In this study, 5 risk factors for refractory cholangitis were identified: benign disease, long operation time, elevated CRP, ALP, and the presence of pneumobilia after discharge. There were 14 patients with benign disease in the refractory cholangitis group, 9 of which (64.3%) had biliary strictures. On the other hand, only one patient (14.3%) with malignant disease had biliary stricture. Benign disease was a risk factor for refractory cholangitis because patients with benign disease had a non-dilated common bile duct. Long operation time was also a risk factor for refractory cholangitis. Because the total operation time was affected by case-specific difficulties, such difficulties may underlie the relationship between operation time and the risk of refractory cholangitis. Elevated CRP and ALP levels were also risk factors for refractory cholangitis, but these laboratory data may be influenced by several factors. Postoperative pneumobilia after PD is a common finding, being observed in 60–90% of PD patients [32,33,34]. This study identified pneumobilia after PD as a risk factor for refractory cholangitis as it was detected in 76 patients (67.3%) regardless of biliary obstruction (Table 3). Among the 21 patients with refractory cholangitis, 19 patients had pneumobilia. In contrast, only 2 of the 37 patients without pneumobilia developed refractory cholangitis. It is noteworthy that patients without pneumobilia after PD rarely developed refractory cholangitis.

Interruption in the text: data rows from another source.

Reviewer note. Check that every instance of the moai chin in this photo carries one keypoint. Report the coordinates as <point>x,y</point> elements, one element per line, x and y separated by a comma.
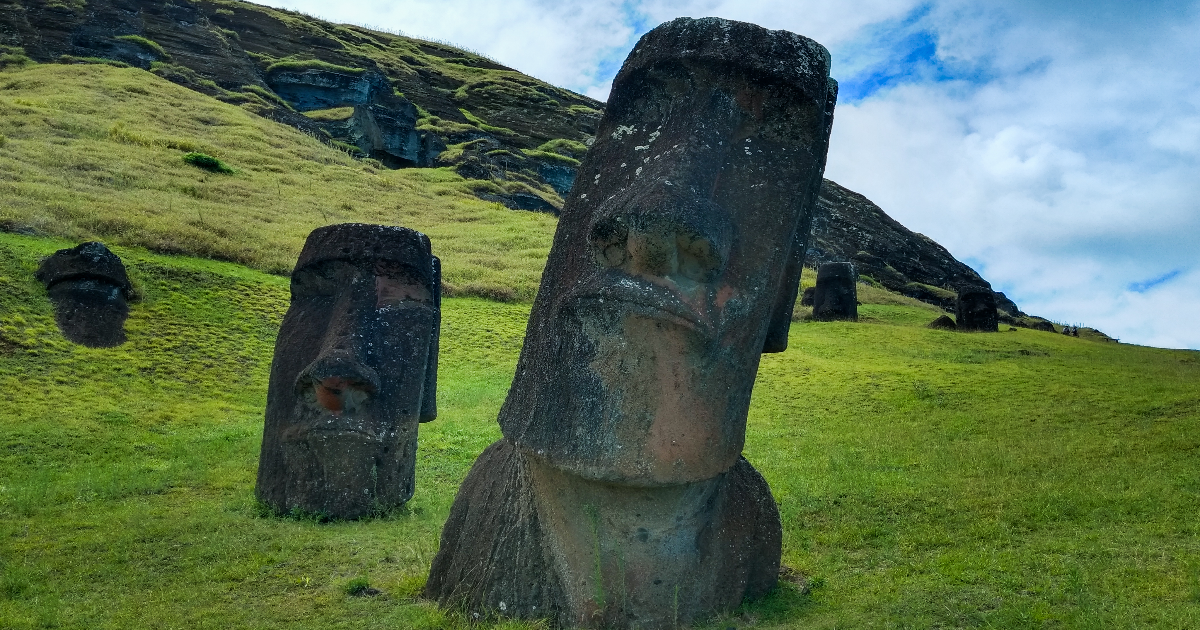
<point>354,372</point>
<point>90,293</point>
<point>835,297</point>
<point>976,310</point>
<point>618,496</point>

Our study was limited by its retrospective design and relatively small sample size. We reviewed past studies about postoperative cholangitis after PD; however, such studies were few and the definition of cholangitis varied among such studies. Prospective controlled studies with an international standardized definition of postoperative cholangitis after PD are needed. We believe that our findings might be of value for the future management of postoperative cholangitis after PD.

Conclusions

Postoperative refractory cholangitis after PD usually developed within a year. Almost half of the patients had biliary strictures, and aggressive dilatation might be effective to achieve remission in these patients.